While the authors’ approach is original in a Canadian context, it draws, in part, on current models in other OECD countries such as Sweden, where public and private health care systems co-exist. One important advantage for patients, in these parallel and mixed public-private systems, is better access to medical and hospital services. The following concrete proposals were among those presented to the Kirby Committee today:

  • The universal publicly funded health insurance plan (Medicare) should be retained as a basic core insurance plan, available to all residents.
  • The health care system and its legislation should be upgraded to at least meet European and OECD standards of parallel public and private health care and health insurance services.
  • The system should allow for pluralism, free choice and innovation in the financing, insuring and delivery of health services, with increasing reliance on natural incentives to improve, when competition is allowed.

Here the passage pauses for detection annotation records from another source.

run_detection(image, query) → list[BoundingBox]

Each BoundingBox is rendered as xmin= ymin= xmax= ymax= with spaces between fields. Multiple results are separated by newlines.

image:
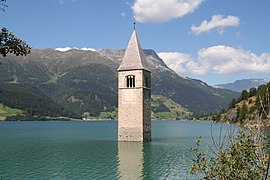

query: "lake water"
xmin=0 ymin=121 xmax=236 ymax=180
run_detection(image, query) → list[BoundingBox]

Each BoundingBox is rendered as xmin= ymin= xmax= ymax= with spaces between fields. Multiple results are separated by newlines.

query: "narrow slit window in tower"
xmin=126 ymin=75 xmax=135 ymax=87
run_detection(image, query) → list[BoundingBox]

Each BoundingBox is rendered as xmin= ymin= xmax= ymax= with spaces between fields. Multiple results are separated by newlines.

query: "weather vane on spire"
xmin=133 ymin=15 xmax=136 ymax=30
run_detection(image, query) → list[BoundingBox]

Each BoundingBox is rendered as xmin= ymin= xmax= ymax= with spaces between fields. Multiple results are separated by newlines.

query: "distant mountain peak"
xmin=55 ymin=47 xmax=97 ymax=52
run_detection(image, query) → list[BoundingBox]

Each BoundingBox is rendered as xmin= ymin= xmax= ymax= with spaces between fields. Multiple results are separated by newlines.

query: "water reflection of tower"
xmin=118 ymin=142 xmax=149 ymax=179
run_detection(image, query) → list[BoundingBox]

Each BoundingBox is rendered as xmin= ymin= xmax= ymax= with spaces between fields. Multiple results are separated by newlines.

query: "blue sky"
xmin=0 ymin=0 xmax=270 ymax=85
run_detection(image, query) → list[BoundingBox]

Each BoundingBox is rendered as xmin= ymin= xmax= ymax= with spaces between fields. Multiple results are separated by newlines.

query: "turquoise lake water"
xmin=0 ymin=121 xmax=234 ymax=180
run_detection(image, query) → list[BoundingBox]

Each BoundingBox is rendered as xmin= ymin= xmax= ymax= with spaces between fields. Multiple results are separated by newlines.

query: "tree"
xmin=0 ymin=0 xmax=31 ymax=57
xmin=0 ymin=28 xmax=31 ymax=57
xmin=190 ymin=130 xmax=270 ymax=180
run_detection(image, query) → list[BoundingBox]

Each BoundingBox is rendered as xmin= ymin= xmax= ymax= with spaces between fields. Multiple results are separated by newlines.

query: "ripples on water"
xmin=0 ymin=121 xmax=236 ymax=180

  • All eligible taxpayers would be required to financially support Medicare, but individuals could opt out of benefits covering certain categories of services such as office visits, hospital, diagnostic and laboratory, drugs, etc and receive a per capita cost-equivalent tax credit or voucher for that category.
  • Tax credits and vouchers could only be used for purchasing an alternative form of private insurance or a health plan covering that category of service.

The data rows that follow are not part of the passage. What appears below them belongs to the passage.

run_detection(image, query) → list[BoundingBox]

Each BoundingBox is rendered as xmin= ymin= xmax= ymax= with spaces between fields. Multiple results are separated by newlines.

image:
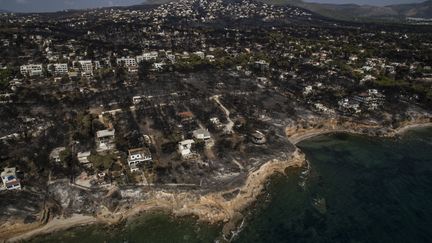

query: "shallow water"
xmin=31 ymin=128 xmax=432 ymax=243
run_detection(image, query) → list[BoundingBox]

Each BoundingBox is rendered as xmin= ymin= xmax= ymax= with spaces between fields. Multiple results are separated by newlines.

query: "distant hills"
xmin=145 ymin=0 xmax=432 ymax=21
xmin=260 ymin=0 xmax=432 ymax=20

  • Individuals without income could still make private choices with public funds. Government insurance vouchers would always pay for a core private insurance or health service plan, thus the concept of universal private choice means what it says – available to everyone.

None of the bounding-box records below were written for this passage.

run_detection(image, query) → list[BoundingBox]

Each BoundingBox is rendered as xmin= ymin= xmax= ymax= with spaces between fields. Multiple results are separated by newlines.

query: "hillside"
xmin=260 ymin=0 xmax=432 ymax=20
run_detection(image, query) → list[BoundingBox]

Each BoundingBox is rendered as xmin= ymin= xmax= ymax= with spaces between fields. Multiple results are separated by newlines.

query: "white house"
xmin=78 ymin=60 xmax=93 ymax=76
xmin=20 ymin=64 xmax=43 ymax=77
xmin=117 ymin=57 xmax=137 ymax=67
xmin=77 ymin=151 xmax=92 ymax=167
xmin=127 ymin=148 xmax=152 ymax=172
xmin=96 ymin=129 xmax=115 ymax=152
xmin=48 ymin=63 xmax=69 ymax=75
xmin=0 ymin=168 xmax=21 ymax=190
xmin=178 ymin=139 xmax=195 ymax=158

  • Another option for alternative financing of routine health care expenses is a Medical Savings Plan (MSP) or Account (MSA), set up in conjunction with a compulsory high-deductible, low premium catastrophic health insurance plan that covers all expenses after a certain threshold is reached each year. The MSP/MSA is patterned after a familiar Canadian institution – the Registered Retirement Savings Plan (RRSP). Contributions to the MSP/MSA would be tax deductible, and money withdrawn for medical expenses would be tax-free.
  • Health Purchasing Agencies could be set up by a minimum of 10,000 consumers, privately owned by their members and organized to assist and fully inform them regarding health insurance matters, and with the financial clout to negotiate group purchases of health insurance and health plans for its members. Medicare patients who endure an unreasonable delay for diagnostic services or treatment would be issued a voucher to pay for these services elsewhere, at the offending hospital’s expense.
  • With greater financial and vocational independence of hospitals, and growing numbers of financially empowered health consumers, who are cost conscious and fully informed on hospital matters of quality, access, available technology and professional reputation, hospitals should become more competitive in attracting patients.

A timely study

The publication of this Research Paper and the presentation to the Senate Committee is timely. Recent polls indicate that a majority of Canadians are not only ready to debate the role of the private sector in Canada’s health system but also believe that access to private health care, far from endangering the system, would rather improve it.

In a letter recently sent to the federal Health Minister, the MEI Executive Director, Michel Kelly-Gagnon, suggested that this change in attitude on the part of Canadians must now be recognized and asked the current Romanow Commission on the Future of Health Care in Canada to conduct its work with the same spirit of openness. The MEI also intends to testify before the Commission when it holds its public hearings.